Marshall SAHLINS : CRITIQUE DE LA SOCIOBIOLOGIE – NRF Gallimard – 1980 – 1ère éd. US – 1976)

CRITIQUE DE LA SOCIOBIOLOGIE
(Marshall Sahlins – NRF Gallimard – 1980 – 1ère éd. US – 1976)

       

     Paru un an après l’ouvrage de E.O. Wilson, ce livre se veut une critique e la sociobiologie. Il est à lire en contrepoint de l’ouvrage de Christen, « L’heure de la sociobiologie ».

            Sahlins distingue deux types de sociobiologie
La première, la « sociobiologie vulgaire », consiste à rendre compte du comportement social humain comme étant l’expression des besoins humains. Il existerait alors une correspondance terme à terme entre les propensions biologiques et les propriétés des systèmes sociaux. Mais il n’y a pas de relation nécessaire entre la manifestation d’une institution et les motivations qui l’ont fait naître. Par exemple, il y a toutes sortes de motivations différentes à la base de l’agression, de même le Don peut relever de l’altruisme comme de l’agressivité (Potlatch). Ce que la sociobiologie vulgaire ignore, c’est qu’entre le biologique et le social s’insère la Culture qui est symbolisation et interprétation et est donc une cause d’indétermination. La sociobiologie ignore la signification de l’acte humain.
            Cette sociobiologie vulgaire est au fondement de la deuxième version, la « sociobiologie scientifique ». Cette dernière essaie de montrer que le comportement social est justiciable de principes évolutionnistes valides, notamment le principe de maximisation du génotype.
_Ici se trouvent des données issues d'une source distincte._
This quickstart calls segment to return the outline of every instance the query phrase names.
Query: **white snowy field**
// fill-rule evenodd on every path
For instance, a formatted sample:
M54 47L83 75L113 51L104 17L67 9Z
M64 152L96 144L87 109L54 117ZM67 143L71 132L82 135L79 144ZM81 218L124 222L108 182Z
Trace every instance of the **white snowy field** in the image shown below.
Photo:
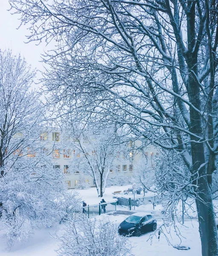
M102 215L96 219L101 221L115 222L117 226L127 216L125 215ZM160 225L161 221L158 221ZM151 236L154 235L150 232L142 235L140 237L130 237L132 253L135 256L200 256L201 255L201 243L198 232L198 223L197 221L186 221L185 225L179 225L180 230L183 236L181 245L189 247L189 250L178 250L173 248L168 243L163 234L161 234L160 241L157 239L157 234L154 234L153 241L148 241ZM10 251L5 250L5 244L1 242L0 245L1 256L57 256L55 250L58 249L58 242L51 235L55 234L61 235L63 233L63 225L57 224L55 228L42 229L37 230L28 241L16 244ZM177 236L173 230L170 235L168 234L168 239L173 245L180 243ZM1 240L2 241L3 241ZM114 255L116 256L116 255Z
M111 186L107 188L103 198L107 201L113 200L112 193L114 191L123 190L130 187L130 186L122 187ZM87 204L98 203L101 199L98 197L96 189L92 188L88 189L77 190L80 195L81 199L84 200ZM73 191L69 191L71 192ZM127 210L127 209L118 207L118 209ZM141 206L136 208L136 211L150 211L157 215L158 225L162 224L161 208L157 206L154 211L151 204ZM127 216L123 214L107 215L102 214L97 216L97 220L103 221L115 222L117 227ZM197 220L185 220L184 225L178 224L180 231L183 236L181 245L188 246L191 248L189 250L178 250L173 248L169 243L163 234L160 235L160 241L157 239L157 234L153 232L148 233L140 237L130 237L132 248L132 253L135 256L200 256L201 255L201 243L198 233L198 225ZM6 241L3 237L1 238L0 244L0 255L1 256L57 256L55 251L58 247L58 242L52 236L55 234L61 236L63 233L64 225L57 224L55 227L50 228L43 228L35 231L32 237L27 241L17 243L9 251L6 250ZM168 239L170 243L174 245L180 244L180 241L176 234L171 228L170 234L167 234L169 230L166 230ZM156 233L157 233L156 232ZM154 235L153 241L148 241L151 235ZM116 255L114 255L116 256Z

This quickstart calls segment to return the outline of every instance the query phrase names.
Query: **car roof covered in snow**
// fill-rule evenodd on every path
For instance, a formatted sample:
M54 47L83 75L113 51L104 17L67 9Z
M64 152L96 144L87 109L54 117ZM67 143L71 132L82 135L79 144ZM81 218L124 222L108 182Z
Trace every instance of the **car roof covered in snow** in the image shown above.
M153 214L151 213L151 212L136 212L135 213L134 213L132 214L133 216L138 216L139 217L144 217L145 216L145 215L151 215L153 216Z

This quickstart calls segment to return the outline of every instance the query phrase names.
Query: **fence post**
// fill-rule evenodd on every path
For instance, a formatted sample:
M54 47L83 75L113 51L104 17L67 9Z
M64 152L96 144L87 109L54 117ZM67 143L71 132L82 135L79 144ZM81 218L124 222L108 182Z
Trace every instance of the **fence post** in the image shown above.
M183 201L183 199L182 199L182 211L183 211L183 215L182 215L182 219L183 219L183 224L184 224L184 201Z

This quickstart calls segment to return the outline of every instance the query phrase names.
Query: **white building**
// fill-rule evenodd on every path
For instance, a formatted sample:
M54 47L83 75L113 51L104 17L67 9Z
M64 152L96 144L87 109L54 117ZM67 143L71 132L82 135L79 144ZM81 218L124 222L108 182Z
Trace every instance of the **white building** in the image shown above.
M47 145L52 149L53 158L54 159L54 167L62 170L65 174L65 181L69 189L75 188L79 180L81 173L78 170L70 170L70 163L73 158L79 157L79 155L75 155L75 150L74 148L63 148L63 143L61 141L61 134L58 130L44 131L41 133L40 137L42 140L46 141ZM64 139L66 140L66 138ZM73 140L73 138L68 138L67 140ZM64 144L67 144L67 142L64 141ZM151 165L152 157L159 154L158 150L154 146L151 146L143 151L139 149L142 145L141 141L137 140L129 143L127 152L128 156L122 154L122 153L118 152L121 155L114 160L114 165L116 167L110 171L109 178L113 178L117 175L122 174L122 176L129 178L133 175L134 172L134 166L142 158L146 157L148 159L148 165ZM133 148L132 150L131 148ZM85 181L88 182L91 186L94 186L95 183L93 177L86 175L84 178Z

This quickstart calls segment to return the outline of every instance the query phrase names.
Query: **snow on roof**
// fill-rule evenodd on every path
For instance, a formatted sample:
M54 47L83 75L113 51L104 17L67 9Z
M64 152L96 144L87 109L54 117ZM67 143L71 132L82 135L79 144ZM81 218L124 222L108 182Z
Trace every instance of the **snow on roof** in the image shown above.
M153 216L153 214L151 213L151 212L136 212L136 213L134 213L132 214L134 216L138 216L139 217L144 217L145 215L151 215Z

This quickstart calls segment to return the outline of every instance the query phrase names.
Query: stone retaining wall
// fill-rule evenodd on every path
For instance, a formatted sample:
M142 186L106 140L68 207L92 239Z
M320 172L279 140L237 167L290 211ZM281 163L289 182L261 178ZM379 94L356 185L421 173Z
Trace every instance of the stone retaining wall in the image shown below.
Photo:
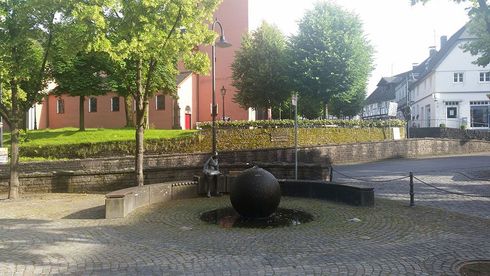
M409 139L398 141L326 145L300 148L299 177L325 179L330 164L432 155L490 152L490 142L481 140ZM200 174L208 154L160 155L145 158L147 184L189 180ZM294 148L220 153L221 168L242 170L259 164L278 178L292 178ZM21 187L29 192L106 192L134 184L134 158L101 158L22 163ZM8 186L8 166L0 166L0 192Z

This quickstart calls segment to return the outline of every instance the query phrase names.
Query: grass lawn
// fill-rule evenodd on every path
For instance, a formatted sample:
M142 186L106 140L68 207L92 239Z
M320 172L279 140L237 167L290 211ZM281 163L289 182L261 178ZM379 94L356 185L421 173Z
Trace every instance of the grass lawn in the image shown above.
M170 139L183 138L193 135L195 130L167 130L147 129L145 140L148 139ZM10 144L10 133L4 134L4 143ZM89 128L86 131L78 131L78 128L29 130L21 135L21 145L45 146L45 145L67 145L82 143L101 143L113 141L135 140L135 129L107 129Z

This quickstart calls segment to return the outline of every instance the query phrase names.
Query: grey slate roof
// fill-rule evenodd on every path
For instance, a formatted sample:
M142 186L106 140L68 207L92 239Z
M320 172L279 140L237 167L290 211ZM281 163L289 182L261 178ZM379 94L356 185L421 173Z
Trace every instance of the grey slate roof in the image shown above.
M177 82L177 86L179 86L188 76L192 75L191 71L180 72L175 78L175 82Z
M446 42L446 44L437 51L433 56L428 57L424 62L419 64L414 73L417 73L417 81L410 85L410 89L417 86L422 82L435 68L447 57L451 50L458 45L460 37L466 31L466 25L461 27L456 33L454 33Z
M407 71L393 77L383 77L378 82L378 87L371 95L366 98L364 105L370 105L373 103L381 103L395 99L396 86L406 80L408 74L412 71Z

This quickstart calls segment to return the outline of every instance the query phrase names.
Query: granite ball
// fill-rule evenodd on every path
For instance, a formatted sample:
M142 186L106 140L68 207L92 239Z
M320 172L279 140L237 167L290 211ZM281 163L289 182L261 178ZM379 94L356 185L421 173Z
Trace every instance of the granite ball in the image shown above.
M230 187L231 205L241 216L267 218L281 201L281 187L270 172L253 167L238 175Z

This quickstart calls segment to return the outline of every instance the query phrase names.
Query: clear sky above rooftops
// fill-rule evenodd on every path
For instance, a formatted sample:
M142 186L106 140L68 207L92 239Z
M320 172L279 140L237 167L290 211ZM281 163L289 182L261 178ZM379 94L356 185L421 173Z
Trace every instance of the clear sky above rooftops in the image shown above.
M297 32L297 22L317 0L249 0L250 30L265 20L284 34ZM448 38L467 21L467 5L451 0L432 0L411 6L409 0L333 1L359 15L364 30L375 47L375 66L368 84L370 94L381 77L412 68L429 55L429 47L440 47L440 37Z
            Sahlins va critiquer la « sociobiologie scientifique » en s’attaquant à son principe de « sélection de parenté ». Selon ce principe, le comportement social est déterminé par la nécessité de maximiser le potentiel reproductif, l’important est alors de transmettre le maximum de se gènes. Les sociobiologistes expliquent ainsi les comportements altruistes(1).
Sahlins critique cette thèse en montrant que :
+ La majorité des faits sociaux relevés par l’ethnographie représente des contre exemples à la « sélection de parenté ».
+ De plus, ces thèses réclament que les individus reconnaissent ceux qui leurs sont génétiquement proches. Comment font-ils ?
+ Les sociobiologistes considèrent souvent que si les résultats de leurs modèles sont vérifiés c’est que les hypothèses sont bonnes, sans vérifier si d’autres hypothèses ne donnent pas les mêmes résultats.
+ La parenté n’est pas un fait biologique mais d’abord un fait culturel, caractéristique des sociétés humaines. Les hommes ne se définissent pas d’abord par leurs attributs physiques mais par leurs propriétés symboliques.

            Sahlins reproche également aux sociobiologistes de dévoyer le concept darwinien d’évolution.
+ La notion de maximisation du pool génétique utilisé par les sociobiologistes n’a aucun sens dans l’évolution darwinienne puisque l’adaptation dépend du contexte en question.
+ La sociobiologie inverse le rapport entre l’organisme et la sélection : dans ce cadre, c’est l’organisme qui essaie de maximiser sa situation et se sert de la sélection pour cela. Dans le cadre darwinien, l’organisme est l’objet de la sélection.
+ Il en ressort que la sociobiologie devient une « théorie irréfutable » (au sens de Popper).
+ Les travaux des sociobiologistes sont clairement ethnocentristes.
            En fait, la sociobiologie est le dernier avatar d’échanges qui se font depuis deux siècles entre la biologie et les sciences sociales. Sahlins date le début de ces échanges du 17ème siècle et de Hobbes : la société selon Hobbes, dans laquelle « l’homme est un loup pour l’homme », est une représentation de la société individualiste naissante mais Hobbes la présente comme un « état de Nature ». Sahlins remarque la représentation de la société par Hobbes constitue un « mythe d’origine » tout à fait particulier car, alors que la majorité des sociétés se donnent une origine religieuse, Hobbes donne une origine sauvage à la société. Plus tard, Smith fera une présentation sociale des idées de Hobbes puis Darwin fera une représentation naturalisée de Smith(
2) (représentation qui, comme l’a remarqué Karl Marx, correspond à la description victorienne de la société. Sumner réappliquera Darwin dans la société(3) et Wilson réinvente Sumner dans la nature.

(1) Pour plus de précisions, voir la note de lecture sur Y. Christen : « L’heure de la sociobiologie ».

(2) En réalité, il se référera surtout à Malthus.

(3) Maine de Sumner, juriste et sociologue, est connu pour avoir développé la différence entre statut et contrat.